Small Businesses are the Economy’s Lifeblood

WASHINGTON, D.C. – Small businesses are the lifeblood of the U.S. economy: they create two-thirds of net new jobs and drive U.S. innovation and competitiveness. 

A new report shows that they account for 44 percent of U.S. economic activity. This is a significant contribution, however this overall share has declined gradually.

U.S. gross domestic product (GDP) is the market value of the goods and services produced by labor and property located in the United States. Across the 16 years from 1998 to 2014, the small business share of GDP has fallen from 48.0 percent to 43.5 percent.

Over the same period, the amount of small business GDP has grown by about 25 percent in real terms, or 1.4 percent annually. However, real GDP for large businesses has grown faster, at 2.5 percent annually.

Winning Against the Odds

Despite providing the economy with an overwhelming number of benefits, small businesses don’t receive the same government support as large corporations.
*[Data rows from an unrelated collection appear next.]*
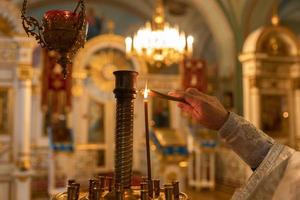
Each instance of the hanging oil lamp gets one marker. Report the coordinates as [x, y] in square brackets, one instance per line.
[63, 31]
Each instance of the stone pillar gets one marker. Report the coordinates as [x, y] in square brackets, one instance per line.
[22, 123]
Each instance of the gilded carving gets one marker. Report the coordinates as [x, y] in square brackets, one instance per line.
[24, 72]
[296, 84]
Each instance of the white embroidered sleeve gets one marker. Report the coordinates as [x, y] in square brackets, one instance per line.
[250, 143]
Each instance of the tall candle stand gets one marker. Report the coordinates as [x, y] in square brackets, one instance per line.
[102, 188]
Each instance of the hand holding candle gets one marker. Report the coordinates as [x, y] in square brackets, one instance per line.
[154, 93]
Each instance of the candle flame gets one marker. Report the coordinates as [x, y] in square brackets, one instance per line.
[146, 91]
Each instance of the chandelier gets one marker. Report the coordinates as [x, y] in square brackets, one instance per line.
[158, 42]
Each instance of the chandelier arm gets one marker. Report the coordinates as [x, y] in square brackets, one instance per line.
[32, 26]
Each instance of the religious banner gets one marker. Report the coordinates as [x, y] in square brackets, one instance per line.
[194, 74]
[56, 102]
[56, 90]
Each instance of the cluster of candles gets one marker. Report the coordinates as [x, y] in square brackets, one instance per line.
[99, 188]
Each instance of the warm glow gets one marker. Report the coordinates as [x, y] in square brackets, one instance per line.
[146, 91]
[128, 43]
[159, 42]
[183, 164]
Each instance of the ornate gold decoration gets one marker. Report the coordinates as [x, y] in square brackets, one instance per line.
[104, 63]
[158, 42]
[61, 30]
[24, 72]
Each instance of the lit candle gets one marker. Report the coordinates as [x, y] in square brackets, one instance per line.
[190, 41]
[146, 93]
[128, 44]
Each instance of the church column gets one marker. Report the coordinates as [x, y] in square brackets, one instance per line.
[297, 111]
[22, 128]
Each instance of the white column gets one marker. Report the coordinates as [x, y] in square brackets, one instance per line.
[297, 115]
[22, 120]
[255, 107]
[22, 132]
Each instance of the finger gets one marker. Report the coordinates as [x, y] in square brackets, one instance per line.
[193, 91]
[185, 108]
[194, 101]
[176, 93]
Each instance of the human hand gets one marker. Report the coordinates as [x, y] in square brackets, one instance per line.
[207, 110]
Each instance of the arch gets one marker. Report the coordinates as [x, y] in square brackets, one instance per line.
[11, 14]
[222, 34]
[99, 42]
[263, 39]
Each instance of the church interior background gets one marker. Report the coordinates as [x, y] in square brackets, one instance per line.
[53, 129]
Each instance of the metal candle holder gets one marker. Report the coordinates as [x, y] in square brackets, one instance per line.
[61, 30]
[101, 188]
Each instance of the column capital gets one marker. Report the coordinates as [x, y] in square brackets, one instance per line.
[24, 72]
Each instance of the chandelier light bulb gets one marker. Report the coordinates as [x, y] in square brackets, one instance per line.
[160, 43]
Small businesses do not receive the same tax breaks that are provided for large corporations. Small businesses also don’t receive the same local and state incentives for things like production facilities, or research and development.
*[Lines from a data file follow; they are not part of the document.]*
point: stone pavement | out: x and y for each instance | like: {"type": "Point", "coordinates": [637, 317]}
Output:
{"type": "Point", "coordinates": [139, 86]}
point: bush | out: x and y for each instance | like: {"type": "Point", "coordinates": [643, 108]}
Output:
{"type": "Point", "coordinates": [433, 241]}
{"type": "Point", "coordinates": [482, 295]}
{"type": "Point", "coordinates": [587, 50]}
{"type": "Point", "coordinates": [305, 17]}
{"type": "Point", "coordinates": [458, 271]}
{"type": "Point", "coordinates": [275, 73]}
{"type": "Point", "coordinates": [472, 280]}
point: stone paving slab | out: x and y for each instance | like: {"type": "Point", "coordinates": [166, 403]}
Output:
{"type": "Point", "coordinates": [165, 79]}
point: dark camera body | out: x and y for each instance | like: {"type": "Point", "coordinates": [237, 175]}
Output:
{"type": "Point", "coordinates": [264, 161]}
Large companies can receive federal bail-out money in times of financial turmoil, an option that is not available to small businesses. Small businesses have the odds against them but continue to thrive. 

According to the U.S. Small Business Association (SBA), small businesses of 500 employees or fewer make up 99.9% of all U.S. businesses and 99.7% of firms with paid employees.
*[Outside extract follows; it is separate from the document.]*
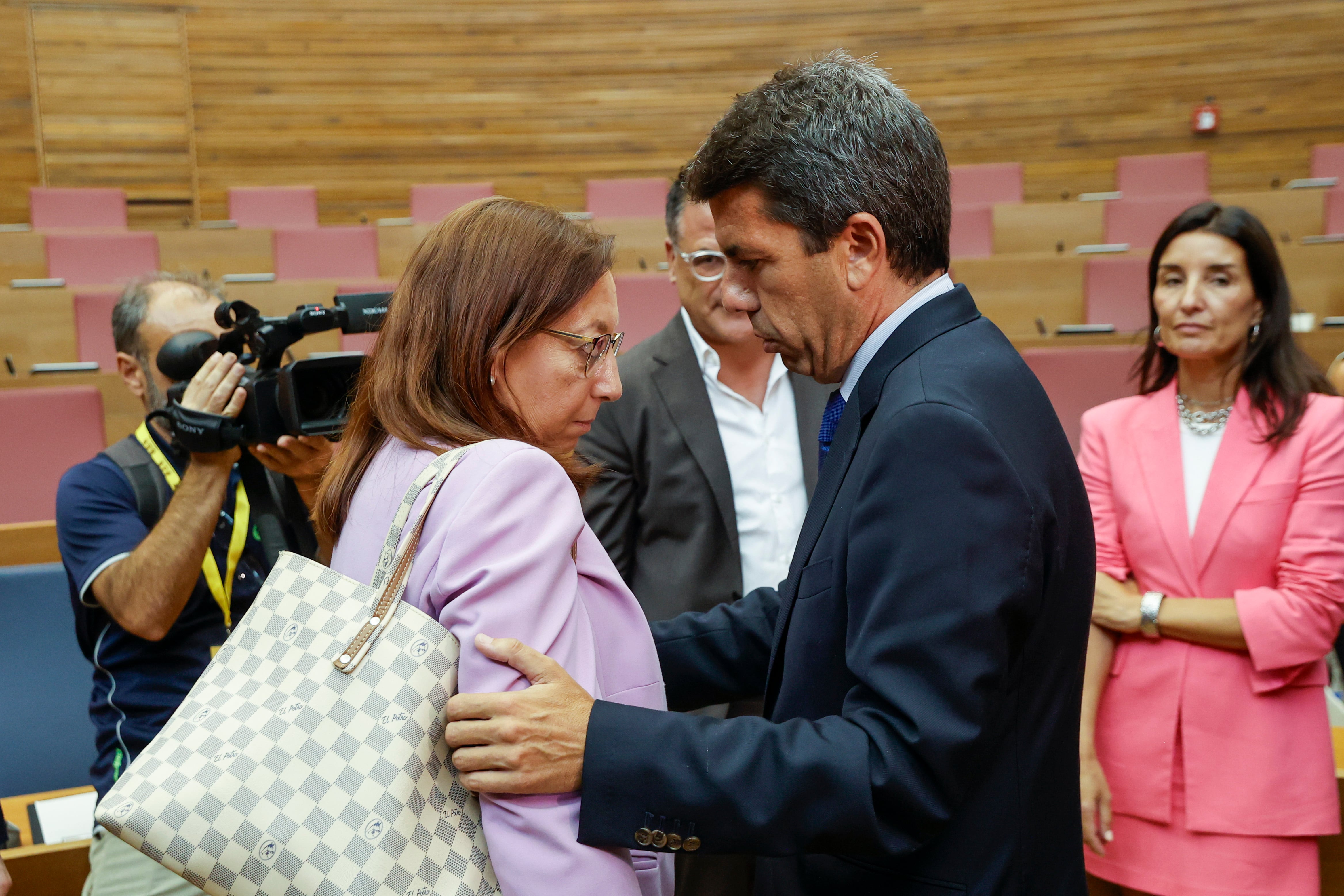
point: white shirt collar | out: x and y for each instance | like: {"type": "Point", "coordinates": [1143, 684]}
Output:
{"type": "Point", "coordinates": [886, 328]}
{"type": "Point", "coordinates": [709, 359]}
Of the new jobs created between 1995 and 2020, small businesses accounted for 62%—12.7 million compared to 7.9 million by large enterprises.

A 2019 SBA report found that small businesses accounted for 44% of U.S. economic activity. Without small businesses, the American economy and workforce would be a pretty wild landscape to imagine.

Not only do small businesses provide more jobs, they also bring careers and opportunities. Successful small businesses put money back into their local community through paychecks and taxes, which can support the creation of new small businesses and improve local public services.

Why are small businesses important?

Small businesses are important for many reasons – job creation, exports, innovation – but perhaps their biggest impact is on their local communities. 

In fact, the AMEX 2018 Small Business Economic Impact Study found that approximately 67% of every dollar spent at a small business stays in the local community. This cycle stimulates the economy. 

Small companies have the potential to thrive in today’s marketplace, as long as they stay vigilant. They are the lifeblood of the U.S. economy and should use their resources and size to their advantage.